We are trying to build accessible indoor maps and using Open Street Map and OSMInEdit tool for one of our projects. We have already mapped one of our campus buildings. But we have a concern. As OSM is open source, anyone can edit our map and delete all the work that we have done so far. To prevent this from happening, we would like to know if there is a way to save that progress so even if someone delete it, we can reupload the information easily or if there is a way to revert the changes to some check point where we uploaded the changes. Kindly let us know if there is anything that could help us.
Nice, Simon (what he says is all true). Do know that vandalism of the scope of “what if somebody deletes all the work we’ve put into the map?” is a real concern, but in reality, such active destruction of specific data is quite rare.
When I have similar concerns (that I might “lose data” which I have or will upload to OSM), I’m heartened to know that I can simply save a copy onto a local machine’s storage (SSD, a thumb drive…). If you are using the JOSM editor, for example, (which I recommend as it is an excellent editor, quite extensible and has such features as I’m about to describe), you can always do a “save” of the data which is in your “current buffer,” saving those data to your local disk. If you do this without any additional OSM data (possible, but you must do things in the right order), you’ll have a pristine dataset of just your data, which could be uploaded to OSM in the exceedingly rare event you found your data were deleted (inadvertently or on purpose). As Simon says, there are methods that would allow you to do this from within OSM (using the “going back in the history of the data” revisions), but these are not especially easy nor user-friendly. A “local copy” of the data (in .osm format) is much easier, and you can store these locally on your own (local) storage.
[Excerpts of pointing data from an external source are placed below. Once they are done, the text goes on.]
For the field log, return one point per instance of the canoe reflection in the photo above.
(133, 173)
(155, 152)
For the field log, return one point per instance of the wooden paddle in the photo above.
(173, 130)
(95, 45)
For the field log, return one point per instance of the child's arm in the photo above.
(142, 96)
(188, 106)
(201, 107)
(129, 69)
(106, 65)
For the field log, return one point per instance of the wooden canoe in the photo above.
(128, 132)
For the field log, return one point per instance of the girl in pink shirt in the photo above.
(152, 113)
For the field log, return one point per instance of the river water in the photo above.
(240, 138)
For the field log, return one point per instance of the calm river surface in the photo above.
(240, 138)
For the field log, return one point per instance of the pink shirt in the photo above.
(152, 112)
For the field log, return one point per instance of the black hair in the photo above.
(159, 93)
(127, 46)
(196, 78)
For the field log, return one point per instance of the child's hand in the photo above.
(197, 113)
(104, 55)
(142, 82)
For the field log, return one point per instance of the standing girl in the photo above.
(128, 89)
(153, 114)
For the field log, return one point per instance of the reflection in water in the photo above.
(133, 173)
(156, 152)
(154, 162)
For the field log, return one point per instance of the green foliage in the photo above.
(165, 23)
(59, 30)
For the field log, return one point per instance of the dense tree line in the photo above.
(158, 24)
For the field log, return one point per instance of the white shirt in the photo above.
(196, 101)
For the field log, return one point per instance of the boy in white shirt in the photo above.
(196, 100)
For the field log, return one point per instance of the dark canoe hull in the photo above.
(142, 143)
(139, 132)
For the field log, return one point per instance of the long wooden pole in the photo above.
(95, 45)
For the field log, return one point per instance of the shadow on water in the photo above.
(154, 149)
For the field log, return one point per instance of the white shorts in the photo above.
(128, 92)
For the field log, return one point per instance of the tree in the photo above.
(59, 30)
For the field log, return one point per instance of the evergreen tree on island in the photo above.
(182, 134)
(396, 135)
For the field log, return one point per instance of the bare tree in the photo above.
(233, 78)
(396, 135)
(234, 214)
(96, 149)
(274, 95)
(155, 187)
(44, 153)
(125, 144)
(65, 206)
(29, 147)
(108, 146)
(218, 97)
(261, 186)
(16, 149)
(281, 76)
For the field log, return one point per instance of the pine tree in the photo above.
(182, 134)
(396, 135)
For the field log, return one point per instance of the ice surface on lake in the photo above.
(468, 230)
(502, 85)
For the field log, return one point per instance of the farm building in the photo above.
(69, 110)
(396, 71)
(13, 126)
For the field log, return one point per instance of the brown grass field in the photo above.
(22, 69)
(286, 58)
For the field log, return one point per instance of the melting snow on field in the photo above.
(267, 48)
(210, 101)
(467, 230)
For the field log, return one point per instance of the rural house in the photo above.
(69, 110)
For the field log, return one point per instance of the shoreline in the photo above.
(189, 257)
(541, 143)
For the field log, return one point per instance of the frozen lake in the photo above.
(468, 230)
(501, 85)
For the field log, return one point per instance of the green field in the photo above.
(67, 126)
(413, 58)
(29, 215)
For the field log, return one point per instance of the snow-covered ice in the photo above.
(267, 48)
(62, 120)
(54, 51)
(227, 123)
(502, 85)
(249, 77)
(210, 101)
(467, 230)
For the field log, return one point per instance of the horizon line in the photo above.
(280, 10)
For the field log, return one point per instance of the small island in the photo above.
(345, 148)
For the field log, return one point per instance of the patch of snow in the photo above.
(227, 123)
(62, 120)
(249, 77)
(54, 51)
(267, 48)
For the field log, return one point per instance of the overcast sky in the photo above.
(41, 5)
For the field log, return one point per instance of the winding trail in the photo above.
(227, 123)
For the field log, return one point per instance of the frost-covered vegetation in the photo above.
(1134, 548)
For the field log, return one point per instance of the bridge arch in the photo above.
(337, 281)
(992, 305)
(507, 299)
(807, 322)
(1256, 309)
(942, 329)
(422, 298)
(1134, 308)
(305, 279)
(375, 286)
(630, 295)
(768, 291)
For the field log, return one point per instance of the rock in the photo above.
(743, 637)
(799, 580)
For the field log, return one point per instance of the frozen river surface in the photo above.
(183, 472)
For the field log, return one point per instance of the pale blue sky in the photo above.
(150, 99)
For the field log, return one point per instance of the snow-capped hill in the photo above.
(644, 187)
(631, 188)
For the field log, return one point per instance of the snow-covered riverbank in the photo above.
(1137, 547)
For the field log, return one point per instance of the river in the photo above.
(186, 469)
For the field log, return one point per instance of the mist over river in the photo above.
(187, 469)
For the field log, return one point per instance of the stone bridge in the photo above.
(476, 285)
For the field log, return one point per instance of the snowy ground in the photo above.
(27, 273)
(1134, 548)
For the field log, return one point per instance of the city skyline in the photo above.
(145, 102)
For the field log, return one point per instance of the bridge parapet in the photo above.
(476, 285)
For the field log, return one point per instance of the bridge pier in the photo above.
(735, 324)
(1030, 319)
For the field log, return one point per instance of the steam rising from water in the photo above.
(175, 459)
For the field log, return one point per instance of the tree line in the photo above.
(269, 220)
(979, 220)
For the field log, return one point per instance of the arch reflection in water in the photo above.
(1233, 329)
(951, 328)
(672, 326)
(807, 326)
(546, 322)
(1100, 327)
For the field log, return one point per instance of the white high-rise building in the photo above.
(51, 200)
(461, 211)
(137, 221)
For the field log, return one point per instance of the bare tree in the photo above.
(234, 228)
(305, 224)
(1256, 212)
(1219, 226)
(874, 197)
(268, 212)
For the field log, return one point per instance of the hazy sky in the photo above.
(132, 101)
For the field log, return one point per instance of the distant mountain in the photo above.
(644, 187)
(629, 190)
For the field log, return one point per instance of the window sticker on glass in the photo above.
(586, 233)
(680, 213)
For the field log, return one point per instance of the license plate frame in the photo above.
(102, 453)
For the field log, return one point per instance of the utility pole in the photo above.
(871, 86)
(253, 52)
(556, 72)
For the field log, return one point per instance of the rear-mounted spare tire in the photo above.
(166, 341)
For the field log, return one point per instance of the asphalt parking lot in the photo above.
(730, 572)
I’m using JOSM with a local copy of my current work. In which I save all my updates and then upload. After each upload a new download must be done of a new fresh local copy, in which the remaining work is done. If a new download is not done, after the upload, duplicates will be created on every objects which was updated/added in the previous upload.
Just to clarify: while reverting changesets is not a beginner topic, we -do- have multiple tools that will do it and the process is in the end well understood and there are lots of contributors that are very comfortable with it.
None of the above is true for restoring a local copy of the data. The likely easiest method would be to locally save pre-upload (that is with placeholders) osmchange files for every editing session and then sequentially applying them to “re-play” the edits. Doable but overall a lot of work to duplicate what the OSM API/DB is already doing for you.